Hedge funds and pension firms have been piling into so- called insurance-linked securities. They include the $22.1 billion market for catastrophe bonds, where investors get above- market yields for taking on the risk that their capital could be wiped out by hurricanes, floods and earthquakes. The $575 billion reinsurance industry has typically sold the debt to help cover their most extreme risks from such disasters.

Sales of the bonds rose 12 percent in the first quarter from a year earlier to $1.84 billion, according to data compiled by Bloomberg Intelligence. Minimum issue size is typically $100 million.

“There may be some folks out there who think they can come in and out of the market almost like a day trader, but I would really caution them against that as it’s a market that is exposed to significant risks,” Cole said. “As a traditional reinsurer we have a very well-diversified portfolio, we know that we are going to absorb losses and we and our investors are prepared for that.”

Paying Out
Proceeds from selling the bonds are typically set aside as collateral and paid out if a pre-defined disaster strikes. So far, only a few catastrophe bonds have paid out, bringing losses for investors.

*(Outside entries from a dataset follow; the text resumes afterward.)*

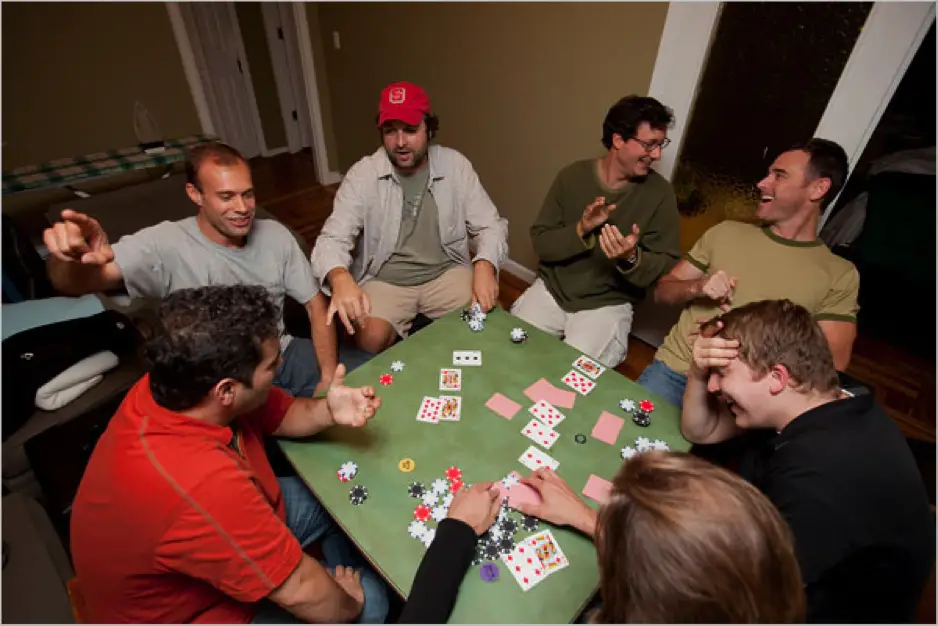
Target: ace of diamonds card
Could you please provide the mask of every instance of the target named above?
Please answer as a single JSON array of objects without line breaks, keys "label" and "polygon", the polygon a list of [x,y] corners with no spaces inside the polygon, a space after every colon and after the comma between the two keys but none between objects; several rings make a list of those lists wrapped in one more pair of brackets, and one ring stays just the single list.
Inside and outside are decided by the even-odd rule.
[{"label": "ace of diamonds card", "polygon": [[440,391],[459,391],[462,389],[462,370],[441,369]]},{"label": "ace of diamonds card", "polygon": [[567,372],[567,375],[563,377],[563,382],[572,387],[574,391],[584,396],[591,392],[596,386],[595,382],[576,370]]}]

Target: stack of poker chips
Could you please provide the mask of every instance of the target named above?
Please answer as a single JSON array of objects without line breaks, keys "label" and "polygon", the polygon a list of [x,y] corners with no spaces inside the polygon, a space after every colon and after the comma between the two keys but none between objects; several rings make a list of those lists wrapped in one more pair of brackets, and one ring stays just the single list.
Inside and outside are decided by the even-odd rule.
[{"label": "stack of poker chips", "polygon": [[478,302],[474,302],[472,306],[468,309],[463,309],[462,315],[460,316],[462,321],[466,322],[469,325],[470,330],[474,333],[482,332],[485,330],[485,311],[482,310],[482,307],[479,306]]},{"label": "stack of poker chips", "polygon": [[528,333],[523,328],[512,328],[511,329],[511,340],[514,343],[522,343],[528,338]]}]

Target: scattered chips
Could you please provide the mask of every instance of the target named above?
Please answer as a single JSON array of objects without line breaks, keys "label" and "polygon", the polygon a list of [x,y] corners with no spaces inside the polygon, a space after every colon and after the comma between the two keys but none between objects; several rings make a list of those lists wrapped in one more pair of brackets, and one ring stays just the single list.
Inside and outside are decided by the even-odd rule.
[{"label": "scattered chips", "polygon": [[426,493],[426,488],[423,486],[423,483],[412,482],[410,487],[407,488],[407,493],[411,498],[422,498],[423,494]]},{"label": "scattered chips", "polygon": [[522,343],[528,338],[528,333],[523,328],[512,328],[511,329],[511,340],[514,343]]},{"label": "scattered chips", "polygon": [[511,489],[515,485],[519,484],[521,480],[518,478],[517,474],[512,472],[511,474],[508,474],[508,476],[505,476],[504,478],[502,478],[501,482],[502,482],[502,485],[505,486],[505,488]]},{"label": "scattered chips", "polygon": [[510,517],[503,519],[498,526],[506,535],[514,535],[518,531],[518,522]]},{"label": "scattered chips", "polygon": [[625,447],[622,448],[622,450],[621,450],[621,452],[620,452],[619,454],[620,454],[620,456],[621,456],[624,460],[628,461],[628,460],[631,459],[633,456],[635,456],[636,454],[638,454],[638,450],[636,450],[636,449],[633,448],[632,446],[625,446]]},{"label": "scattered chips", "polygon": [[533,515],[525,515],[521,518],[521,528],[527,532],[534,532],[537,530],[537,518]]},{"label": "scattered chips", "polygon": [[427,532],[423,534],[424,547],[429,548],[434,539],[436,539],[436,528],[428,528]]},{"label": "scattered chips", "polygon": [[636,437],[635,449],[639,452],[648,452],[651,450],[651,440],[648,437]]},{"label": "scattered chips", "polygon": [[446,480],[451,482],[454,480],[462,480],[462,470],[453,465],[448,470],[446,470],[445,476]]},{"label": "scattered chips", "polygon": [[430,485],[430,489],[438,496],[442,496],[444,493],[449,491],[449,483],[446,482],[443,478],[437,478]]},{"label": "scattered chips", "polygon": [[485,330],[485,318],[487,316],[478,303],[473,304],[471,308],[463,309],[461,317],[469,325],[472,332],[478,333]]},{"label": "scattered chips", "polygon": [[378,382],[387,387],[394,382],[394,377],[390,374],[381,374],[381,376],[378,377]]},{"label": "scattered chips", "polygon": [[339,471],[336,472],[336,476],[338,476],[339,480],[341,480],[343,483],[347,483],[348,481],[352,480],[357,474],[358,464],[356,464],[354,461],[346,461],[342,464],[342,467],[339,468]]},{"label": "scattered chips", "polygon": [[433,510],[430,512],[430,516],[433,518],[433,521],[439,524],[446,519],[446,514],[449,513],[449,509],[445,506],[438,505],[433,507]]},{"label": "scattered chips", "polygon": [[651,447],[654,450],[661,450],[664,452],[667,452],[668,450],[671,449],[671,446],[669,446],[666,441],[663,441],[661,439],[655,439],[654,441],[652,441]]},{"label": "scattered chips", "polygon": [[445,506],[448,509],[452,503],[453,503],[453,494],[448,493],[445,496],[443,496],[443,506]]},{"label": "scattered chips", "polygon": [[423,541],[423,536],[427,534],[427,530],[427,525],[419,520],[414,520],[407,526],[407,534],[420,541]]},{"label": "scattered chips", "polygon": [[404,362],[403,361],[394,361],[391,363],[392,372],[403,372],[404,371]]},{"label": "scattered chips", "polygon": [[421,496],[421,501],[424,503],[424,505],[432,508],[436,506],[436,503],[439,501],[439,496],[437,496],[433,491],[427,491],[424,492],[424,494]]},{"label": "scattered chips", "polygon": [[480,333],[485,330],[485,324],[482,322],[482,320],[471,319],[469,320],[469,330],[474,333]]},{"label": "scattered chips", "polygon": [[414,519],[418,522],[425,522],[430,519],[430,507],[426,504],[417,505],[417,508],[414,509]]},{"label": "scattered chips", "polygon": [[479,569],[479,576],[487,583],[493,583],[498,580],[499,569],[495,563],[484,563]]},{"label": "scattered chips", "polygon": [[626,413],[631,413],[635,410],[635,400],[619,400],[619,408],[625,411]]},{"label": "scattered chips", "polygon": [[502,540],[498,542],[498,551],[501,554],[511,554],[514,549],[515,541],[511,537],[503,537]]},{"label": "scattered chips", "polygon": [[583,433],[577,433],[573,440],[577,443],[586,443],[586,435]]},{"label": "scattered chips", "polygon": [[358,506],[362,502],[368,499],[368,489],[364,485],[355,485],[348,492],[349,502]]},{"label": "scattered chips", "polygon": [[642,400],[638,403],[638,408],[640,408],[645,413],[651,413],[655,410],[655,405],[651,400]]},{"label": "scattered chips", "polygon": [[494,561],[501,555],[501,549],[497,543],[487,543],[482,554],[486,561]]},{"label": "scattered chips", "polygon": [[462,481],[461,481],[461,480],[454,480],[453,482],[451,482],[451,483],[449,484],[449,490],[450,490],[452,493],[456,493],[457,491],[459,491],[459,490],[462,489],[462,488],[463,488],[463,484],[462,484]]},{"label": "scattered chips", "polygon": [[414,471],[414,460],[413,459],[401,459],[397,464],[397,469],[405,473]]},{"label": "scattered chips", "polygon": [[651,417],[644,411],[635,411],[635,413],[632,414],[632,421],[635,422],[637,426],[645,427],[651,424]]}]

One of the bonds that caused a loss was the $300 million Muteki Ltd. cat bond issued in May 2008 by Munich Re, which sold the notes to help cover risks it took on from Zenkyoren, the National Mutual Insurance Federation of Agricultural Cooperatives of Japan. The payout was triggered by the 2011 earthquake in Japan, which caused a tsunami and made the Fukushima Dai-Ichi nuclear power station spew radiation.

As well as Swiss Re, managers, investors and issuers of the bonds include Aon Plc, Nephila Capital Ltd, Montpelier Re — the reinsurer purchased by Endurance Speciality Holdings Ltd. in March — and Bermuda-based firms Validus Holdings, RenaissanceRe and Everest Re. Validus said in January it raised more than $560 million from investors for funds that make insurance wagers such as AlphaCat ILS Funds.

Catastrophe bonds returned about 6 percent last year, according to the Swiss Re Cat Bond Total Return Index, which tracks dollar-denominated securities.

Alternative insurance capital, such as catastrophe bonds and collateralized reinsurance contracts, grew by 28 percent to $63.8 billion last year, according to Aon Benfield. That would keep alternative capital “on track” to reach $150 billion by the end of 2018, the broker estimated.